Determining the best location for perforations

In previous cases, the injection wells were completed in layers 3, 4 and 5 (production wells have been completed in layer 3). In this section, injection wells are completed in other layers and the results are compared. In one case, an injection well was perforated in layers 1, 2 and 3 and in another case it was perforated just in layer 1. Figure 17 reflects the results. In the case that gas is injected into the first layer, the process is only a one pressure maintenance process and in the case that gas is injected into layers 3, 4 and 5, most of this gas is injected using the flooding process. And another case is a combination of these two cases which has been the only case having more recovery than natural depletion so far (Table 9). So the optimization of other parameters will be done in this scenario.

Fig. 17
figure 17

a Oil production rate for various location’s perforation, b GOR for various location’s perforation, c cumulative oil production for various location’s perforation and d pressure changes during injection for various location’s perforation

Table 9 RF for various location’s perforation

Determining the beginning time of injection

Four cases were considered as follows:

  • Starting production

  • 1 year after starting production

  • 2 years after starting production

  • 4 years after starting production

And the results are shown in Fig. 18 and Table 10.

Fig. 18
figure 18

a Oil production rate for various beginning times of injection, b GOR for various beginning times of injection, c cumulative oil production for various beginning times of injection and d pressure changes during injection for various beginning times of injection

Table 10 RF for various beginning time of injection

As it is obvious from the results, injection at the beginning of production prevents the initial pressure drop (at this time the field production rate is high) and thus greater ultimate recovery will result.

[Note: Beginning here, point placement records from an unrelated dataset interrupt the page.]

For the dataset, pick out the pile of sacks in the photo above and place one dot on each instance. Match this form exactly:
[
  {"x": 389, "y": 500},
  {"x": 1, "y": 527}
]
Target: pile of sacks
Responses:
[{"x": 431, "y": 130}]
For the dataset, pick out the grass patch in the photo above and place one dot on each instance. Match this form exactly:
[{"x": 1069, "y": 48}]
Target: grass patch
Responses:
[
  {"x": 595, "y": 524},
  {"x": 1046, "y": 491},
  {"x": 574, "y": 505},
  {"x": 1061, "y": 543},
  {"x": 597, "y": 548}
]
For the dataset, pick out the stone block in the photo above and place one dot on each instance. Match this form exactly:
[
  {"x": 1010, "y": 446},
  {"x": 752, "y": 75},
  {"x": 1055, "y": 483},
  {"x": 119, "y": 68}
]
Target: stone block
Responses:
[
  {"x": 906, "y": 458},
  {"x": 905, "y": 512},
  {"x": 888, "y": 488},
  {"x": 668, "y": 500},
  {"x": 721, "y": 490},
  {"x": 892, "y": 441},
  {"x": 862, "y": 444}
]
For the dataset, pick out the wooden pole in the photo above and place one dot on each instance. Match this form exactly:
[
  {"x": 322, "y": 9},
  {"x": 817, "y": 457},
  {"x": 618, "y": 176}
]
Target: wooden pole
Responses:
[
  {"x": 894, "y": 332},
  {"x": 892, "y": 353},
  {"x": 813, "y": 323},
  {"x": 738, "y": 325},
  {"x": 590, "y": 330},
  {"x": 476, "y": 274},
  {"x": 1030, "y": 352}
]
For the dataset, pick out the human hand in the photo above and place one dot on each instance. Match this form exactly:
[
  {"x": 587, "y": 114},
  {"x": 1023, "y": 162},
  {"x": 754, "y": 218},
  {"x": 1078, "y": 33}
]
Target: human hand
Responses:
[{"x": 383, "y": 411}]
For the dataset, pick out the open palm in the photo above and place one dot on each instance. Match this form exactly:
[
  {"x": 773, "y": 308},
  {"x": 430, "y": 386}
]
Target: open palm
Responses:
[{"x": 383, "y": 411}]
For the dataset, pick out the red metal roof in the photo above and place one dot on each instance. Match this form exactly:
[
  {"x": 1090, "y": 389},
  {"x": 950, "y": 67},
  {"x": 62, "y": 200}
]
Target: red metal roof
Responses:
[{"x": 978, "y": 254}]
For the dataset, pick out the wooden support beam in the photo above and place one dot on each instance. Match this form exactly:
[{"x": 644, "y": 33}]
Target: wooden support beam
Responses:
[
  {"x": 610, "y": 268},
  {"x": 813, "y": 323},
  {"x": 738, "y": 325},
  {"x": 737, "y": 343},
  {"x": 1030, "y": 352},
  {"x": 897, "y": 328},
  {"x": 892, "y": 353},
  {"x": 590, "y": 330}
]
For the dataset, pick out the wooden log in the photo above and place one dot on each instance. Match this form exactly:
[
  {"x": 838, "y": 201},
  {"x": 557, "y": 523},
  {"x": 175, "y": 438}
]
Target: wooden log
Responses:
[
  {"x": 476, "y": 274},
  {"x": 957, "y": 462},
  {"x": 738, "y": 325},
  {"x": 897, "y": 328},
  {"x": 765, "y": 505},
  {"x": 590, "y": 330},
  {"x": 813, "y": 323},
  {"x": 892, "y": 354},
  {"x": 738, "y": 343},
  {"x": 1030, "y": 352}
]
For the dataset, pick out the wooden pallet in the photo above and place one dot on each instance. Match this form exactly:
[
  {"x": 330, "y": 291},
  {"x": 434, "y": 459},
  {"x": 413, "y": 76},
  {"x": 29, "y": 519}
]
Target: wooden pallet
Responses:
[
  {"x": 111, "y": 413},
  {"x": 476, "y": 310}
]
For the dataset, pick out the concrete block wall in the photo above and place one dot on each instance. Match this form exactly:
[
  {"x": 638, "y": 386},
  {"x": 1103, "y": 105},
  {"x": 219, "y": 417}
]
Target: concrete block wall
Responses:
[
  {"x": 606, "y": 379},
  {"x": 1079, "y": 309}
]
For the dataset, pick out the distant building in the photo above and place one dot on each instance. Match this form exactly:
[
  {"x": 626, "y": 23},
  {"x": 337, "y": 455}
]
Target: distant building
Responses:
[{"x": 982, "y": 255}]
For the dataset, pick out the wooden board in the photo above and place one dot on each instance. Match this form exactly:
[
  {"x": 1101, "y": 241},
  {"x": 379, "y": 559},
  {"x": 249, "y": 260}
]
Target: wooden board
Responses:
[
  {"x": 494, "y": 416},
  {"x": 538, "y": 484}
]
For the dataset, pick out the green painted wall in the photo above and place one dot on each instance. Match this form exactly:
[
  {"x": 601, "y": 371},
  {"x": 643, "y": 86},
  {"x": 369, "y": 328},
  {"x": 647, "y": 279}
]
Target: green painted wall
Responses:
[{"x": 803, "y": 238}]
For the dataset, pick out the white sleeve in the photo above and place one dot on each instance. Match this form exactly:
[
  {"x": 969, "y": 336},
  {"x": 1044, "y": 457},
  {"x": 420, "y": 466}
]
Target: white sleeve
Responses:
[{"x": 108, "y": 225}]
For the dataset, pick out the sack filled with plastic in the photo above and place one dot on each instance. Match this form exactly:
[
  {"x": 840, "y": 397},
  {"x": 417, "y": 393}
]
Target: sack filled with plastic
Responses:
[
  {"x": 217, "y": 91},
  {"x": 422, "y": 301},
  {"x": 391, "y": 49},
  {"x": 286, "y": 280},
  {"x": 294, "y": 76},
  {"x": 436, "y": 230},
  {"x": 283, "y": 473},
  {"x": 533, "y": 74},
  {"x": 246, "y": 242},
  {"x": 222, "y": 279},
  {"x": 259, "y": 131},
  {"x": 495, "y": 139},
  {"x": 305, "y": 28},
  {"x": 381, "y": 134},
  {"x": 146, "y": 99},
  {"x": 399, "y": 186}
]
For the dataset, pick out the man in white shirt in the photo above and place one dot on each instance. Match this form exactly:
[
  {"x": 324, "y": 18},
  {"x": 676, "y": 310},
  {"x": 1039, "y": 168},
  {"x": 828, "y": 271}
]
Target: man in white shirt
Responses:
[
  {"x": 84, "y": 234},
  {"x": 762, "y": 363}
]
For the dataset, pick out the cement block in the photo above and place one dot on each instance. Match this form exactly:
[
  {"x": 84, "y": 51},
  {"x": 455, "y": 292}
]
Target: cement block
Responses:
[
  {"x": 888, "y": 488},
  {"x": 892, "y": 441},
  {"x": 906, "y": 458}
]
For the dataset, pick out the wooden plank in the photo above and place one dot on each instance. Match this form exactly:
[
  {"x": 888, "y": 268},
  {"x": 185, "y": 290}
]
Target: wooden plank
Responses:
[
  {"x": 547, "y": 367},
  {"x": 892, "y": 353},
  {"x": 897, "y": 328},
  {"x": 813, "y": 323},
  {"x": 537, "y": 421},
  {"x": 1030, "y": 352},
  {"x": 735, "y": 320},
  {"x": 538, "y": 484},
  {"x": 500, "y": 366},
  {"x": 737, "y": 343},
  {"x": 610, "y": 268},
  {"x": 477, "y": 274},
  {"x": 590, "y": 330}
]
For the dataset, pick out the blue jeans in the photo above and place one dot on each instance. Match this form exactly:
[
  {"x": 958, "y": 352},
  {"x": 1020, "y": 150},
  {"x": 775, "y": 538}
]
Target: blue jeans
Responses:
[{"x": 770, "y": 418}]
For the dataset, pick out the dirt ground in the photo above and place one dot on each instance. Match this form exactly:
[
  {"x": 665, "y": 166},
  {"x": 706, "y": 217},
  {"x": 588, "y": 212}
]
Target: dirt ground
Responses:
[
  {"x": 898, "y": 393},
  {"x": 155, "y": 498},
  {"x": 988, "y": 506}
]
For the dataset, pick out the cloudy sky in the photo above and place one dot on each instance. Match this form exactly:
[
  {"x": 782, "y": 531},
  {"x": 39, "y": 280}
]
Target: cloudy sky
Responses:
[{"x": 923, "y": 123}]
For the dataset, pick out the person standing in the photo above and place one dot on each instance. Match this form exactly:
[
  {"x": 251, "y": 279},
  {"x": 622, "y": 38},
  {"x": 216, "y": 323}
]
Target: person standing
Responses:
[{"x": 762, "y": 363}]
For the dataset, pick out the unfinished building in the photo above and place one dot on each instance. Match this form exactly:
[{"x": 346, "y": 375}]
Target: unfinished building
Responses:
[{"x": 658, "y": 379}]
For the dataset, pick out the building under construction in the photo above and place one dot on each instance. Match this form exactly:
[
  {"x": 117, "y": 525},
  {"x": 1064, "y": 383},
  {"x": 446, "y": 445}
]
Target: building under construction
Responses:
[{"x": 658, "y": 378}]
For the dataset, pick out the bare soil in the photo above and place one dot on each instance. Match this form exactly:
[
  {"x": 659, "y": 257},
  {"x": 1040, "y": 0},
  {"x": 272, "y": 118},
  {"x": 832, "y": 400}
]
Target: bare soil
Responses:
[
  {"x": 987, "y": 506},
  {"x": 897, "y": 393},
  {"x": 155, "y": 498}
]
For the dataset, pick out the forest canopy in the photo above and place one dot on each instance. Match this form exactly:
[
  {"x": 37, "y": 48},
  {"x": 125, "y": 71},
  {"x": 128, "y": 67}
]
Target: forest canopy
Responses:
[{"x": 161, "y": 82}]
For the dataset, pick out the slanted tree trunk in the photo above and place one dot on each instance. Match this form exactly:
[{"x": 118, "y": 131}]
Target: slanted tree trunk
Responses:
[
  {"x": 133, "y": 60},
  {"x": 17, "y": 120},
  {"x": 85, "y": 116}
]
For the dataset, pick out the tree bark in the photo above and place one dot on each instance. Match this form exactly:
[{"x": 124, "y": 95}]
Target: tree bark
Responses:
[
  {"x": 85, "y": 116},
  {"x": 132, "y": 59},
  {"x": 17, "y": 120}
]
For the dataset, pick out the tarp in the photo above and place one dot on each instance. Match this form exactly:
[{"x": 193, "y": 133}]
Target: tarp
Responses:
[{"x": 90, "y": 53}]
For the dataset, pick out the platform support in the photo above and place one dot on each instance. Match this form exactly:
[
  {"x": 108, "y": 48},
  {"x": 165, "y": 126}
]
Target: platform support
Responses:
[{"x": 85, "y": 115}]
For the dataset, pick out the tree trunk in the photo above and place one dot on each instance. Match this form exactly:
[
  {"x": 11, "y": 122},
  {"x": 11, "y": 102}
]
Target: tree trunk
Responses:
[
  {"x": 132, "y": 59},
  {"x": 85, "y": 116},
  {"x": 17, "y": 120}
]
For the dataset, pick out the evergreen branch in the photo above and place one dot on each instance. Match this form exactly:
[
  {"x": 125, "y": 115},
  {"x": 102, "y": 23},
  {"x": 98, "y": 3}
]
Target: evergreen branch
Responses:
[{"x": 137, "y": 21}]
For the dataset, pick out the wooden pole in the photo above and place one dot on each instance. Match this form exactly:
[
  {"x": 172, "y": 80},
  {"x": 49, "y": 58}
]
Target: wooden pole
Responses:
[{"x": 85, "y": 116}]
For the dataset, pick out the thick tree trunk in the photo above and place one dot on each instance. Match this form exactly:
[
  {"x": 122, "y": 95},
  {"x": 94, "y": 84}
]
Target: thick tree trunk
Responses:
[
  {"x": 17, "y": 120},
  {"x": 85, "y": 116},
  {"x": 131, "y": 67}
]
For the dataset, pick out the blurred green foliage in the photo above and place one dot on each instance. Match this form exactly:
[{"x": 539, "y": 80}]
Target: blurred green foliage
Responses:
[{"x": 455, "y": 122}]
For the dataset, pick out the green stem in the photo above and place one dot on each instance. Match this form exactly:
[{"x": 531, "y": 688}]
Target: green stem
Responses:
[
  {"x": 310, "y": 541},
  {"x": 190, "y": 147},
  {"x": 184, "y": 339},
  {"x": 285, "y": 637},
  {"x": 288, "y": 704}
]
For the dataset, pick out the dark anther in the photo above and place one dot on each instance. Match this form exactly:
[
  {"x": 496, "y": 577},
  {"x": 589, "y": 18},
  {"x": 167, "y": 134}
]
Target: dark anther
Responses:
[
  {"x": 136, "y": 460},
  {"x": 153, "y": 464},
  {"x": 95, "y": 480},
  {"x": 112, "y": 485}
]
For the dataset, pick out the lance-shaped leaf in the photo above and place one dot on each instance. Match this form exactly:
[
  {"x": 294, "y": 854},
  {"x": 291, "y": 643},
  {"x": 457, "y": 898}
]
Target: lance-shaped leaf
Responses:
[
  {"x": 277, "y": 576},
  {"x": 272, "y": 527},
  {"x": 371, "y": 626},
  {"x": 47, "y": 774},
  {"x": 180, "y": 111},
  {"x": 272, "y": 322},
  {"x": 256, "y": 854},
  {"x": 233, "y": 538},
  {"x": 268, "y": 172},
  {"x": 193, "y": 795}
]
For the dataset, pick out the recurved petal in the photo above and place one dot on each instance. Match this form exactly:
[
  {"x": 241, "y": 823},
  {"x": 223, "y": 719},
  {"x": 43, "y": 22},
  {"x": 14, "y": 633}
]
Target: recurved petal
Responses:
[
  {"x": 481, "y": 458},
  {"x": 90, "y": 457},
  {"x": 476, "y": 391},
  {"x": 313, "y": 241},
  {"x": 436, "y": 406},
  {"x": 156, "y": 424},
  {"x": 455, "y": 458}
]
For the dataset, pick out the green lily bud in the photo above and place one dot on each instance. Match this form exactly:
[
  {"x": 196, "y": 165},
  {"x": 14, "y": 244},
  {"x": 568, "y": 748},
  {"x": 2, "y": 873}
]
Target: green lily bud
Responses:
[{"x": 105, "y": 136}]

So in the end of all scenarios, the best scenario is as follows:

  • Gas type: associated gas

  • Injection rate: voidage

  • Injection into layers 1, 2 and 3

  • Time: at the beginning of production

Conclusion

  • MIS field is the first field in the Middle East that produced oil and it started in 1911 (100 years ago). Now, the recovery factor equals 18.7 %. So this reservoir is a candidate for an EOR process.

  • The slim tube simulator in this project was validated for two different fluid reservoirs and can be used to calculate the MMP and MME (minimum miscibility enrichment).

  • According to the results of the slim tube simulator, all injective gases are immiscible. CO2 has minimal amounts of MMP. But in the current condition, none of these gases (even CO2) have the ability to mix with the fluid reservoir.

  • Considering that all of the gases were immiscible and the ultimate oil recovery did not experience any significant difference, and because the supply of this gas is more economical than other gases, the optimization of other parameters for this gas needs to be determined.

  • Whereas the type of operation is flooding and pressure maintenance, increasing the gas injection rate leads to faster movement of gas toward production wells and thus results in sooner shutting and the final recovery will be less.

  • At the end of all scenarios, the best scenario was as follows: associated gas with voidage rate that was injected into layers 1, 2 and 3 at the beginning of production, but the RF difference for this scenario and natural depletion is just 0.03 %. So it can be stated that gas injection is not useful as an increase recovery factor of the MIS field.